[英]I don't understand R's predict
I created a pair of models from my dataset (800 rows, 2 colums): 我从数据集中创建了一对模型(800行,2列):
#1
m1=lm(A~A1, fish)
#2
mmars1=polymars(fish$A, fish)
#3
bestm1=loess.smooth(fish$A1, fish$A, span=best)
#4
bestm2=smooth.spline(fish$A1,fish$A, spar=best)
and then i tried to predict an y using a new x: 然后我尝试使用新的x来预测y:
#Predict
#1
predict(m1, data.frame(xl=c(100000)))
#2
predict(mmars1, data.frame(xm=c(100000)))
#3
predict(bestm1, data.frame(xb1=c(100000)))
#4
predict(bestm2, data.frame(xb2=c(100000)))
#4 works fine, but i have problems with the other 3. #1 and #2 return 800 values instead of 1. #3 gives me this error. #4正常工作,但其他3却有问题。#1和#2返回800个值,而不是1。
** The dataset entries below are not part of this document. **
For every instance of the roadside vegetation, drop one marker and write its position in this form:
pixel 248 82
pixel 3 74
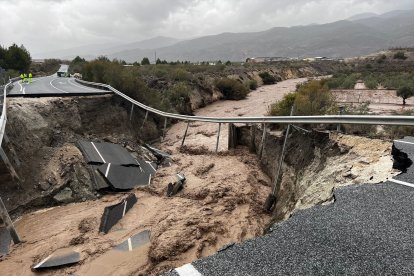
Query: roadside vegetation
pixel 311 98
pixel 372 80
pixel 167 87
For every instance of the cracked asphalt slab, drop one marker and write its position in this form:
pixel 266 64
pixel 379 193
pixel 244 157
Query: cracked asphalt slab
pixel 369 230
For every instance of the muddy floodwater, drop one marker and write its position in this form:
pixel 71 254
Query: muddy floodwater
pixel 221 203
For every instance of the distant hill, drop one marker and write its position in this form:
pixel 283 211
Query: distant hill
pixel 359 35
pixel 362 16
pixel 94 50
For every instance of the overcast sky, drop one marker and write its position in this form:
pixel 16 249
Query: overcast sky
pixel 48 25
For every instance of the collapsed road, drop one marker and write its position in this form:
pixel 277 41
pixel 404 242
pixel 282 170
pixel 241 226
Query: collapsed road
pixel 368 230
pixel 221 202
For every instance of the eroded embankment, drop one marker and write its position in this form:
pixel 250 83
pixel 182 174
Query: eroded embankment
pixel 43 133
pixel 317 162
pixel 220 203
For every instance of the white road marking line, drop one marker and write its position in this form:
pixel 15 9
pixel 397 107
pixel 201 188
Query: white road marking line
pixel 107 170
pixel 123 212
pixel 56 87
pixel 404 142
pixel 402 182
pixel 98 152
pixel 129 244
pixel 83 87
pixel 42 262
pixel 188 270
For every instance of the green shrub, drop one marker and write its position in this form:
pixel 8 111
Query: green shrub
pixel 360 109
pixel 181 75
pixel 282 108
pixel 312 98
pixel 179 97
pixel 252 84
pixel 267 78
pixel 232 89
pixel 405 92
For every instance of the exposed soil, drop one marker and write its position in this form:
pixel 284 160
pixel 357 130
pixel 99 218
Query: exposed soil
pixel 380 101
pixel 221 202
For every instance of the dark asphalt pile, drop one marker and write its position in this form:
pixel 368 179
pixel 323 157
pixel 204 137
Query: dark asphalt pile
pixel 408 150
pixel 368 230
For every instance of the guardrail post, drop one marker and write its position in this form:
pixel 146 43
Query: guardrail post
pixel 232 136
pixel 341 112
pixel 218 137
pixel 262 142
pixel 252 146
pixel 132 111
pixel 271 199
pixel 8 222
pixel 185 134
pixel 145 119
pixel 9 165
pixel 164 132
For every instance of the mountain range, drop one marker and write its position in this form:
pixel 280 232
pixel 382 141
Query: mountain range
pixel 359 35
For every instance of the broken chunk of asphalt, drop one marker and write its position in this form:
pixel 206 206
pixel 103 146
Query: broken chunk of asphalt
pixel 163 158
pixel 173 189
pixel 5 240
pixel 60 257
pixel 124 178
pixel 401 160
pixel 112 214
pixel 134 242
pixel 101 153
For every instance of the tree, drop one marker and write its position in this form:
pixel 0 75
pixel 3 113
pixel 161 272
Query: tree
pixel 145 61
pixel 405 92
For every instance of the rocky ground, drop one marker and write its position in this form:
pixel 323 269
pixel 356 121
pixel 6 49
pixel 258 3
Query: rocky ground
pixel 221 201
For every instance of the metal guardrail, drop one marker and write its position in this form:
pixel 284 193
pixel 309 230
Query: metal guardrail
pixel 325 119
pixel 3 117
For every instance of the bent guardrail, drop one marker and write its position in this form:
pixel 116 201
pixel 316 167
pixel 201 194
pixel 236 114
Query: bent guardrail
pixel 324 119
pixel 3 117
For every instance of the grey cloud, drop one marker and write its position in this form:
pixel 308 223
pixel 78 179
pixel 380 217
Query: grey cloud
pixel 47 25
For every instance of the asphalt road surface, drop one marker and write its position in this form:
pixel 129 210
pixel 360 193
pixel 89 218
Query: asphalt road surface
pixel 52 85
pixel 368 230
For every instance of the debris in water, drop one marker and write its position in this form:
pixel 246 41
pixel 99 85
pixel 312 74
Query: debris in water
pixel 172 189
pixel 112 214
pixel 59 258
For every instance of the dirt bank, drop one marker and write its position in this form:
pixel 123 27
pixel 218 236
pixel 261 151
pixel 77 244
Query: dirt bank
pixel 221 202
pixel 317 162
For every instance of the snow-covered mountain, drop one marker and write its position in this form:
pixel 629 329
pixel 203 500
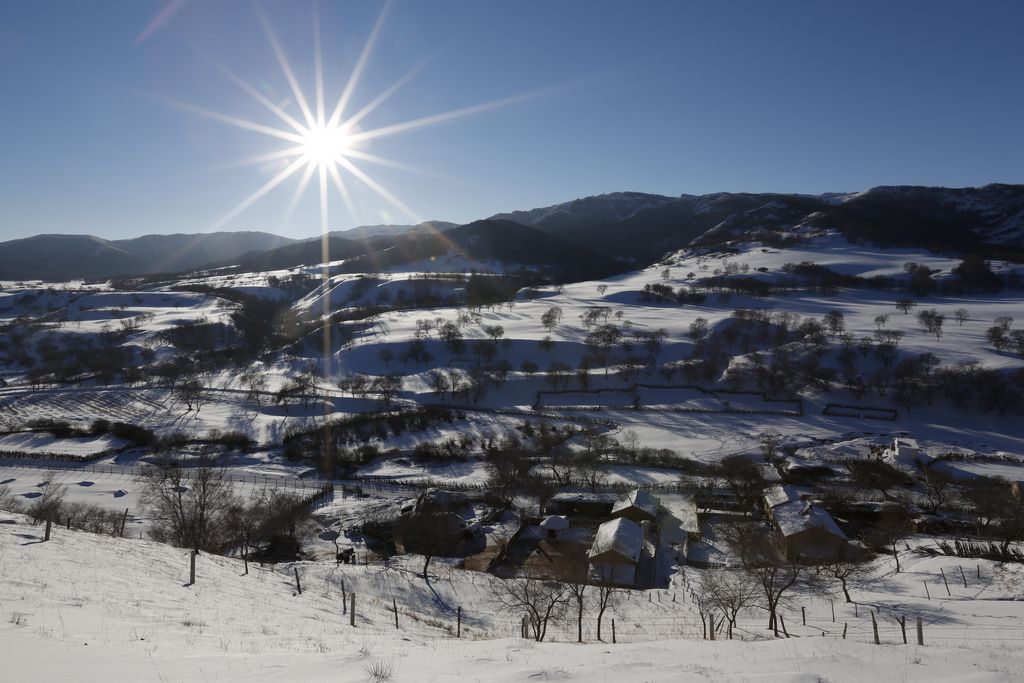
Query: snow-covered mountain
pixel 599 208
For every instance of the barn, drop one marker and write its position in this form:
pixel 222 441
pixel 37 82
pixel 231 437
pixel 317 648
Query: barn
pixel 809 534
pixel 615 552
pixel 638 506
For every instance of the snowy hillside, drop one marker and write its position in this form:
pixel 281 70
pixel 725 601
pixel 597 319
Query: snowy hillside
pixel 122 610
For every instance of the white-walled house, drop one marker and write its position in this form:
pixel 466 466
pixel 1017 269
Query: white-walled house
pixel 905 453
pixel 615 552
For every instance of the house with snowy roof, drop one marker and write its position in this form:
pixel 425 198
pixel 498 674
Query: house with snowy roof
pixel 639 506
pixel 905 453
pixel 615 552
pixel 808 532
pixel 779 495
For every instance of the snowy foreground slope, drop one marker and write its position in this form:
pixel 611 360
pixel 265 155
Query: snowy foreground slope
pixel 90 607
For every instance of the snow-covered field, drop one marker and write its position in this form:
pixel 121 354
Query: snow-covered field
pixel 119 609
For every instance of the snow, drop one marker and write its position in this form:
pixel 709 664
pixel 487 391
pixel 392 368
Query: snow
pixel 119 609
pixel 622 537
pixel 37 443
pixel 640 500
pixel 798 516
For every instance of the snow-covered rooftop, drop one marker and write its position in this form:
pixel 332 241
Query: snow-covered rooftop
pixel 798 516
pixel 622 537
pixel 641 500
pixel 554 523
pixel 779 495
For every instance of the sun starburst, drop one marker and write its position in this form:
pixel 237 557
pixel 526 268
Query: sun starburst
pixel 329 145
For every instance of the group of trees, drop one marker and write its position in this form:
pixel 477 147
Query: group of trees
pixel 197 507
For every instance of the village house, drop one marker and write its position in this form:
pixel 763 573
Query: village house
pixel 615 552
pixel 905 453
pixel 808 532
pixel 638 506
pixel 582 505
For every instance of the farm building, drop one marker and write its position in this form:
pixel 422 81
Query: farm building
pixel 581 504
pixel 638 506
pixel 554 526
pixel 679 520
pixel 615 551
pixel 779 495
pixel 905 453
pixel 808 531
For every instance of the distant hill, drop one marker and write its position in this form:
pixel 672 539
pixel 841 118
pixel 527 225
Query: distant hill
pixel 491 240
pixel 642 227
pixel 495 241
pixel 58 257
pixel 364 231
pixel 599 233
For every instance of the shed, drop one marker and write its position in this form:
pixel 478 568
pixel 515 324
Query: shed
pixel 637 505
pixel 905 453
pixel 808 532
pixel 554 526
pixel 615 551
pixel 582 504
pixel 779 495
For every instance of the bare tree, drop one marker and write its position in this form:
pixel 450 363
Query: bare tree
pixel 189 504
pixel 761 556
pixel 47 506
pixel 844 572
pixel 428 534
pixel 938 486
pixel 743 479
pixel 999 510
pixel 728 591
pixel 541 600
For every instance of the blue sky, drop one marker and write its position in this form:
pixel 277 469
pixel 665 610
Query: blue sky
pixel 664 97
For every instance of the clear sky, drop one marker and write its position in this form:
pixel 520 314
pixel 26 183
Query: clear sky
pixel 668 97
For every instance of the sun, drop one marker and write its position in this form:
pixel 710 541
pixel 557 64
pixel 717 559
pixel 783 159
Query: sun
pixel 326 144
pixel 327 147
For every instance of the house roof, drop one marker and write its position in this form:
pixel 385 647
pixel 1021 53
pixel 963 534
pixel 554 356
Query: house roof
pixel 623 537
pixel 779 495
pixel 769 473
pixel 576 497
pixel 554 523
pixel 684 510
pixel 798 516
pixel 640 500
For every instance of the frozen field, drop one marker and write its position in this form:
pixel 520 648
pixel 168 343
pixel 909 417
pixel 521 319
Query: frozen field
pixel 119 609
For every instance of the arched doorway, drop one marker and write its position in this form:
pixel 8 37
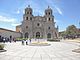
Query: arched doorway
pixel 37 34
pixel 49 35
pixel 26 35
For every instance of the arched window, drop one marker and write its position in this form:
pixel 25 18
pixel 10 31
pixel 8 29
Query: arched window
pixel 37 34
pixel 26 18
pixel 26 26
pixel 49 13
pixel 38 24
pixel 30 18
pixel 27 12
pixel 26 35
pixel 49 19
pixel 49 35
pixel 48 27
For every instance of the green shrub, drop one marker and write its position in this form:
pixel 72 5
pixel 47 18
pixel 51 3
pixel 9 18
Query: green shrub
pixel 1 46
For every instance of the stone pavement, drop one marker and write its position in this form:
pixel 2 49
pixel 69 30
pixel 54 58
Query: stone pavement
pixel 56 51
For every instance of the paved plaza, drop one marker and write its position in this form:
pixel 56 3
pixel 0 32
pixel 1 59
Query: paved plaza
pixel 56 51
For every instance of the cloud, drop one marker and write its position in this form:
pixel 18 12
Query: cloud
pixel 18 11
pixel 7 19
pixel 15 24
pixel 59 10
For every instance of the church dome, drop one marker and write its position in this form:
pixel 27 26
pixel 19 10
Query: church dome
pixel 48 11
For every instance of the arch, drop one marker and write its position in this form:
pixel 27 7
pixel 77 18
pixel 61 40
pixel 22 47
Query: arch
pixel 49 35
pixel 26 35
pixel 37 34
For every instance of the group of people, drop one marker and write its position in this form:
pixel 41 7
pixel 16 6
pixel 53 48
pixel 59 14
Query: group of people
pixel 27 41
pixel 6 39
#3给了我这个错误。
Error in UseMethod("predict") : no applicable method for 'predict' applied to an object of class "list"
UseMethod(“ predict”)中的错误:没有适用于“预测”的适用方法应用于“列表”类的对象
What am i doing wrong with #1 and #2? #1和#2我在做什么错? Is there an alternative way to use the
predict()
method with loess.smooth
? 是否有另一种方法可以将
loess.smooth
与predict()
方法一起loess.smooth
?
When using predict
your variables must have the same name they had when calling lm
. 使用
predict
变量必须具有与调用lm
时相同的名称。 In #1, you use lm
with variable name A1
but then use predict
with variable name xl
. 在#1中,您将
lm
与变量名A1
使用,然后将predict
与变量名xl
。 The predict
function doesn't understand your new data. predict
功能无法理解您的新数据。 Imagine what would happen with several independent variables...you need to stick to their names. 想象一下几个独立变量会发生什么……您需要坚持使用它们的名称。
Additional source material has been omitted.